Kaladin se detuvo en la escalera.
—¿Qué?
—Es cierto. Puedo recordarlo, aunque débilmente.
—¿Cómo?
—No lo sé. —Se puso pálida—. No quiero hablar de eso. Pero es lo que había que hacer. Lo siento.
Kaladin se quedó allí colgado un momento. Teft lo llamó, preguntando si algo iba mal. Empezó a bajar de nuevo.
—No luché con los soldados hoy porque no serviría de nada —dijo Kaladin, mirando la pared del abismo—. Mi padre me dijo que era imposible proteger matando. Bueno, se equivocaba.
—Pero…
—Se equivocaba porque daba a entender que se podía proteger a la gente de otras maneras. No se puede. El mundo los quiere muertos, y tratar de salvarlos no tiene sentido.
Llegó al fondo del abismo y se sumergió en la oscuridad. Teft llegó a continuación y encendió su antorcha, bañando las paredes de piedra cubiertas de verdín de una fluctuante luz anaranjada.
—¿Por eso no aceptaste la gloria todos esos meses atrás? —susurró Syl, revoloteando y aterrizando en el hombro de Kaladin, que negó con la cabeza.
—No. Fue por otra cosa.
—¿Qué decías, Kaladin? —Teft alzó la antorcha. El rostro del veterano parecía más viejo que de costumbre a la luz fluctuante, las sombras que creaba recalcaban las arrugas de su piel.
—Nada, Teft. Nada importante.
Syl hizo una mueca. Kaladin la ignoró y encendió su antorcha con la de Teft mientras los demás llegaban. Cuando todos estuvieron abajo, los condujo al oscuro pozo. El pálido cielo parecía distante desde aquí, como un grito lejano. Este lugar era una tumba, con madera podrida y charcos de agua estancada, donde solo podían crecer larvas de cremlino.

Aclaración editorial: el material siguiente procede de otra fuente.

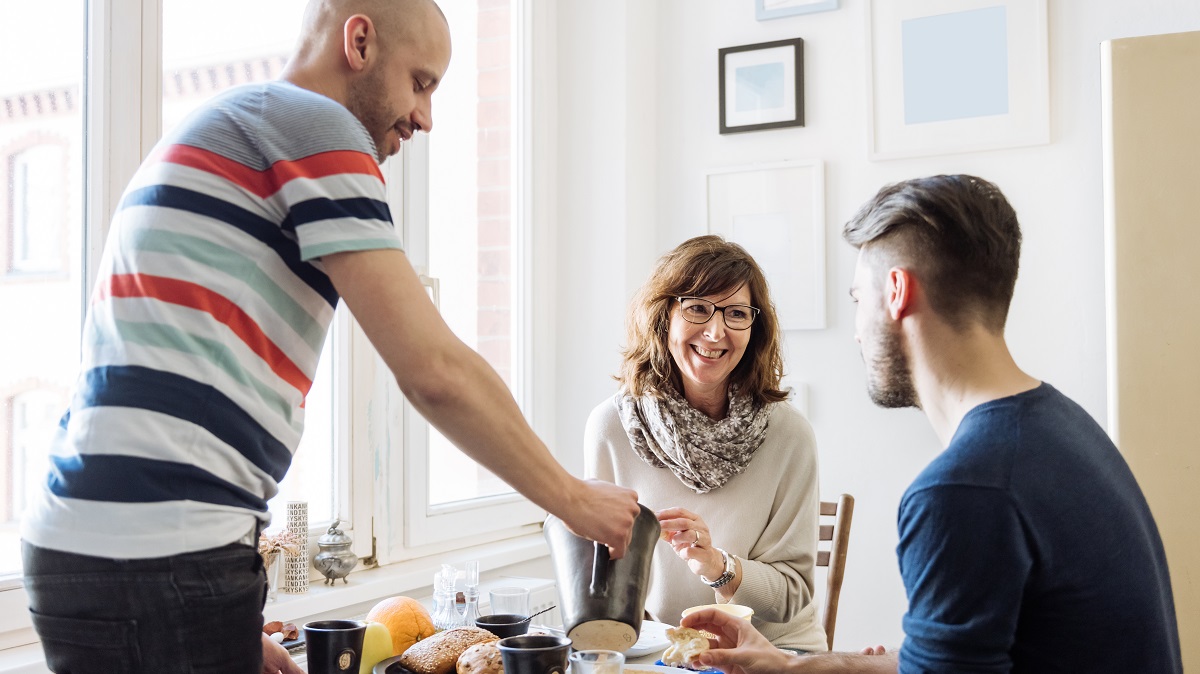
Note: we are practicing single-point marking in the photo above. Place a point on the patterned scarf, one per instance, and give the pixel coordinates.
(703, 453)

Los hombres se apiñaron inconscientemente como hacían siempre en este lugar maligno. Kaladin caminaba delante, y Syl guardó silencio. Le dio a Teft la tiza para que marcara las direcciones y no se detuvo a recoger nada. Pero tampoco caminó demasiado rápido. Los otros hombres caminaban silenciosos tras él, hablando en susurros ocasionales demasiado bajos para hacer eco. Como si sus palabras quedaran estranguladas en la penumbra.
Roca terminó por acercarse a caminar a su lado.
—Nos han dado un trabajo difícil. ¡Pero somos hombres de los puentes! La vida es difícil, ¿no? Eso no es nada nuevo. Debemos tener un plan. ¿Cómo luchamos a continuación?
—No hay más luchas, Roca.
—¡Pero hemos logrado una victoria grandiosa! Mira, hace pocos días estabas delirando. Tendrías que haber muerto. Lo sé. Pero ahí estás, caminando, fuerte como cualquiera. ¡Ja! Más fuerte. Un milagro. El Uli’tekanaki te guía.
—No es un milagro, Roca. Más bien es una maldición.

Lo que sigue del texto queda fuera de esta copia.